For any $x\in\mathbb{R}$, the series $$ \sum_{n\geq 1}\tfrac{1}{n}\,\sin\left(\tfrac{x}{n}\right) $$ is trivially absolutely convergent. It defines a function $f(x)$ and I would like to show that $f(x)$ is unbounded over $\mathbb{R}$. Here there are my thoughts/attempts:
- $$(\mathcal{L} f)(s) = \sum_{n\geq 1}\frac{1}{1+n^2 s^2} = \frac{-s+\pi\coth\frac{\pi}{s}}{2s}=\sum_{m\geq 1}\frac{(-1)^{m+1}\,\zeta(2m)}{s^{2m}}$$ is a function with no secrets. It behaves like $\frac{\pi}{2s}$ in a right neighbourhood of the origin, like $\frac{\pi^2}{6s^2}$ in a left neighbourhood of $+\infty$. The origin is an essential singularity and there are simple poles at each $s$ of the form $\pm\frac{i}{m}$ with $m\in\mathbb{N}^+$. These facts do not seem to rule out the possibility that $f$ is bounded;
- For any $N\in\mathbb{N}^+$ there clearly is some $x\ll e^N$ such that $\sin(x),\sin\left(\frac{x}{2}\right),\ldots,\sin\left(\frac{x}{N}\right)$ are all positive and large enough, making a partial sum of $ \sum_{n\geq 1}\tfrac{1}{n}\,\sin\left(\tfrac{x}{n}\right) $ pretty close to $C\log N$. On the other hand I do not see an effective way for controlling $ \sum_{n>N}\tfrac{1}{n}\,\sin\left(\tfrac{x}{n}\right) $ - maybe by summation by parts, by exploiting the bounded-ness of the sine integral function?

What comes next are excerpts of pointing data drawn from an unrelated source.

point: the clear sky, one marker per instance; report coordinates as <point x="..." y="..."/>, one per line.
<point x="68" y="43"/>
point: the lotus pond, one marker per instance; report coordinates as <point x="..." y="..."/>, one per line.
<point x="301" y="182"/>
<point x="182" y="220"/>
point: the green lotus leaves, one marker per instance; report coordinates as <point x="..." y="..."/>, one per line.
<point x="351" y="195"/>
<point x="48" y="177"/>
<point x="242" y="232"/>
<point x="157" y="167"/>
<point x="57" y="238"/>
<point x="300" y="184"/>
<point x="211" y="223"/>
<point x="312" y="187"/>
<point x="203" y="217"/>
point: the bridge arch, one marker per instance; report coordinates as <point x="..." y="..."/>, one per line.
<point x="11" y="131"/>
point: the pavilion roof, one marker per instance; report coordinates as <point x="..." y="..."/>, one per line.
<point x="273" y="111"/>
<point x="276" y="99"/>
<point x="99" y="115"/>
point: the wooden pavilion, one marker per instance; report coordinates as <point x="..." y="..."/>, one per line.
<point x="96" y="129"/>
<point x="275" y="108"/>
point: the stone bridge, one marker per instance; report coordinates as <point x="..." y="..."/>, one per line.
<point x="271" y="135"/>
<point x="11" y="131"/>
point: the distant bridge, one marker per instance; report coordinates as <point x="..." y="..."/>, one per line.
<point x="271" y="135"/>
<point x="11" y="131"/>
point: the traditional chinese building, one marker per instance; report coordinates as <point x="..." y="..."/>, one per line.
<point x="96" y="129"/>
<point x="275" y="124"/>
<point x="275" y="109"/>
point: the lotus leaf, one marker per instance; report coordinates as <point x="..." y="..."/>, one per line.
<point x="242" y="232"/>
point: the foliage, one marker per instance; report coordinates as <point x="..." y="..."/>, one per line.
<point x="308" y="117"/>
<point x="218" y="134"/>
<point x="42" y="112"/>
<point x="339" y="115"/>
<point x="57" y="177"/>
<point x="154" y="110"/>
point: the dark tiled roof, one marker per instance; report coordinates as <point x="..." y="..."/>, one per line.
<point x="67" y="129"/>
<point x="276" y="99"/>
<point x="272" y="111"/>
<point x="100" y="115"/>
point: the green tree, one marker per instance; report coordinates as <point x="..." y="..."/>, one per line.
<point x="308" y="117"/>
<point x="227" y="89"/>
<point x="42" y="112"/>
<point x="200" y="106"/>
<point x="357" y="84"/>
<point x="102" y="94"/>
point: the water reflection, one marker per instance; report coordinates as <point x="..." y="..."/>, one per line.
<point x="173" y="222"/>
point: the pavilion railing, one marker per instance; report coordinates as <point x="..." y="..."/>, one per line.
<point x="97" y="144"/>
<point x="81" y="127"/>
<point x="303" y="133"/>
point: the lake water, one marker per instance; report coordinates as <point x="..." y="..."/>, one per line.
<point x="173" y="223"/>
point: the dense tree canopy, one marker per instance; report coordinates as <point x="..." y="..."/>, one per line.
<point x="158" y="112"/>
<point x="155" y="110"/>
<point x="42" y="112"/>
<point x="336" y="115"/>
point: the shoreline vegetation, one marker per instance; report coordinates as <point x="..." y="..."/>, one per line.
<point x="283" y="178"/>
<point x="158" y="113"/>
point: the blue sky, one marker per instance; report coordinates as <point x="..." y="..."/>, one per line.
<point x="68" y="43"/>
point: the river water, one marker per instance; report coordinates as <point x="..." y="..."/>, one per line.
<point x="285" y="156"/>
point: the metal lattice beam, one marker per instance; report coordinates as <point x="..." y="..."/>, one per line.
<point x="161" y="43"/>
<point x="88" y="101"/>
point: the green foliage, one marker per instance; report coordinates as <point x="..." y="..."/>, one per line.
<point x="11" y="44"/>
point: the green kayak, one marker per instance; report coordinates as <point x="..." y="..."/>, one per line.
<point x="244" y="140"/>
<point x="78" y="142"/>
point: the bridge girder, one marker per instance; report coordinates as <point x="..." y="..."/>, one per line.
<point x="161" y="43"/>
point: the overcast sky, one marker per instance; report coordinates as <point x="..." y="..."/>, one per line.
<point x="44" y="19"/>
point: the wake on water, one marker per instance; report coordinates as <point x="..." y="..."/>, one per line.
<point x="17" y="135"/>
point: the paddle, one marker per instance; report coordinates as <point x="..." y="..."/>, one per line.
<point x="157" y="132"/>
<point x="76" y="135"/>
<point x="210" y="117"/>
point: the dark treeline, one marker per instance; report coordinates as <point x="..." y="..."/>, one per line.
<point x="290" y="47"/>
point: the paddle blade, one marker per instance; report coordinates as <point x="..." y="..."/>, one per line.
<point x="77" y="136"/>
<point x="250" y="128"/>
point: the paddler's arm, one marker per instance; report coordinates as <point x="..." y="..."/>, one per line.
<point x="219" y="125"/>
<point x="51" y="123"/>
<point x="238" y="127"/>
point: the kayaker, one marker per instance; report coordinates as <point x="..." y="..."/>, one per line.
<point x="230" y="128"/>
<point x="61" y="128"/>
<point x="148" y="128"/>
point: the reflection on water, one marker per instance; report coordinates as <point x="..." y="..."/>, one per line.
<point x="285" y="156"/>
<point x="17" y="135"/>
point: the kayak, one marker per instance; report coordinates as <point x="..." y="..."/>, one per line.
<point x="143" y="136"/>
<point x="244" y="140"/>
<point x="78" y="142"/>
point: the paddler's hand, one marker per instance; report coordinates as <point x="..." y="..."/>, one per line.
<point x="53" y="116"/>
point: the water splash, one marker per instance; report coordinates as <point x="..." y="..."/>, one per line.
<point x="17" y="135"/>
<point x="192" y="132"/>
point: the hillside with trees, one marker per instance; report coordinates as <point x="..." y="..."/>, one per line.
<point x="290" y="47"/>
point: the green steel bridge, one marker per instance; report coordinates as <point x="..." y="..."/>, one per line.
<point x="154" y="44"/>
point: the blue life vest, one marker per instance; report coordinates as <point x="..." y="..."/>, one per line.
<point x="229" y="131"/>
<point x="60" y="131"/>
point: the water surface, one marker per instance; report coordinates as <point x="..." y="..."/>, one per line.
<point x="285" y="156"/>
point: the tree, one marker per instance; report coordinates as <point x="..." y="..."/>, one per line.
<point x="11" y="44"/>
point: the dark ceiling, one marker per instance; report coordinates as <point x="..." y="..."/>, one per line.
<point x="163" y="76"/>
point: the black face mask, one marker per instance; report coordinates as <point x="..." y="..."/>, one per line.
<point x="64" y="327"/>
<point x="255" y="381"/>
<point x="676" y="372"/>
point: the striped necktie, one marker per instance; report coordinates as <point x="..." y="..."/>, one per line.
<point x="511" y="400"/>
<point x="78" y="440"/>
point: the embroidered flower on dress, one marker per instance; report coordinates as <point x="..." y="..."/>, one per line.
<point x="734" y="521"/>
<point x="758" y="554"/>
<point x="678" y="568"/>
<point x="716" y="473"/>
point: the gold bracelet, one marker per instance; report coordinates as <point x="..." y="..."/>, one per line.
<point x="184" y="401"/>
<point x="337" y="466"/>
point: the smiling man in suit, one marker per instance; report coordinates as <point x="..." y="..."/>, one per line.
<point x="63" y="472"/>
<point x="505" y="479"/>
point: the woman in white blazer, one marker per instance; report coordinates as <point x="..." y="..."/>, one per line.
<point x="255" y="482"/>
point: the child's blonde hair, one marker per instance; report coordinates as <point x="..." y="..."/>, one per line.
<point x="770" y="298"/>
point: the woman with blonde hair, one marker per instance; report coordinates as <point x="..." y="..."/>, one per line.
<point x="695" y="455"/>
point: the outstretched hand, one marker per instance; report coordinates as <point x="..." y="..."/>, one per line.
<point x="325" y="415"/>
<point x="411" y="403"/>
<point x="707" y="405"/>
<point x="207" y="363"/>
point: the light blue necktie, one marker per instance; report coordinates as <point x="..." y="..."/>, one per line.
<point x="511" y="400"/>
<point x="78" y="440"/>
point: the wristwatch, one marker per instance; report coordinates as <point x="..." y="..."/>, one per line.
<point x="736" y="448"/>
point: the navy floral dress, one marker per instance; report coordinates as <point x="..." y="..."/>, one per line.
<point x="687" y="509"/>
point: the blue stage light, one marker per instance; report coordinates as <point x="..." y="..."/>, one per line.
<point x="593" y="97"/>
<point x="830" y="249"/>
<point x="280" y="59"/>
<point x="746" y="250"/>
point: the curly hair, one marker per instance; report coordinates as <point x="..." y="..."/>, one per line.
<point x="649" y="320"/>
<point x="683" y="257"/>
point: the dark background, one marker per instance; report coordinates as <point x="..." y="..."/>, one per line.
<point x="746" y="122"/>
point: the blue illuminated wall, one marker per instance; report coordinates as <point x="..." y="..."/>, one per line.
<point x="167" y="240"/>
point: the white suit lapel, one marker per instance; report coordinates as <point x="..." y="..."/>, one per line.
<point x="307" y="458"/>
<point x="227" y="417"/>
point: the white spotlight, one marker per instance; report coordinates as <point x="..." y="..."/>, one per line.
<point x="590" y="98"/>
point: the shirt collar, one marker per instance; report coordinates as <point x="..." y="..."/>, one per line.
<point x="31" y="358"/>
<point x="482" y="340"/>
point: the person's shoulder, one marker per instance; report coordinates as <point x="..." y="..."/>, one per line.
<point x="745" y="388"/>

- Some probabilistic argument might be effective. For any $n\geq 3$ we may define $E_n$ as the set of $x\in\mathbb{R}^+$ such that $\sin\left(\frac{x}{n}\right)\geq \frac{1}{\log n}$. The density of any $E_n$ in $\mathbb{R}^+$ is close to $\frac{1}{2}$, so by a Borel-Cantellish argument it looks reasonable that the set of points such that $|f(x)|\geq \frac{\log x}{100}$ is unbounded, but how to make it really rigorous?
- To compute $\lim_{x\to x_0}f(x)$ through convolutions with approximate identities seems doable but not really appealing.
[Edit: according to https://math.stackexchange.com/q/182491 Hardy and Littlewood originally showed that this function was unbounded]
A probabilistic argument on the head $\sum_{n\leq N}\tfrac1n\sin(x/n)$ shows that it must take a $O(1)$ value in any interval of length $\Omega(N).$ The tail $\sum_{n>N}\tfrac1n\sin(x/n)$ is $O(1/N)$-Lipschitz so varies by $O(1)$ over this interval. So if the head is unbounded above but $f$ is bounded above, then $f$ is unbounded below.
This doesn't rule out the possibility that $f$ is bounded above or below as $x\to+\infty,$ though it must be unbounded above and below on $\mathbb R$ by oddness.
In more detail: define
$$f_{\leq N}(x)=\sum_{n\leq N}\frac1n\sin\left(\frac xn\right),$$ $$f_{> N}(x)=\sum_{n> N}\frac1n\sin\left(\frac xn\right).$$
For any $x,$ $$\frac1{2N}\int_{x-N}^{x+N}f_{\leq N}(t)dt=\frac1{2N}\sum_{n\leq N}\left[-\cos\left(\frac tn\right)\right]_{x-N}^{x+N}\leq 1.$$ So there is some $t\in[x-N,x+N]$ with $\sum_{n\leq N}\frac1n\sin\left(\frac tn\right)\leq 1.$ To bound the Lipschitz constant of the tail we compute $$\left|\frac{d}{dx}f_{>N}(x)\right|=\left|\sum_{n>N}\frac1{n^2}\cos\left(\frac xn\right)\right|\leq 1/N.$$
Assume $x$ satisfies $f_{\geq N}(x)\geq C\log N$ and $f(x)\leq\tfrac 12C\log N.$ Then $f_{>N}(x)\leq -\tfrac 12C\log N.$ We showed there is a $t\in[x-N,x+N]$ with $f_{\leq N}(t)\leq 1,$ and the Lipschitz bound gives $f_{>N}(t)\leq 1-\tfrac 12C\log N.$ So $f(t)\leq 2-\tfrac 12C\log N$ which is unbounded below.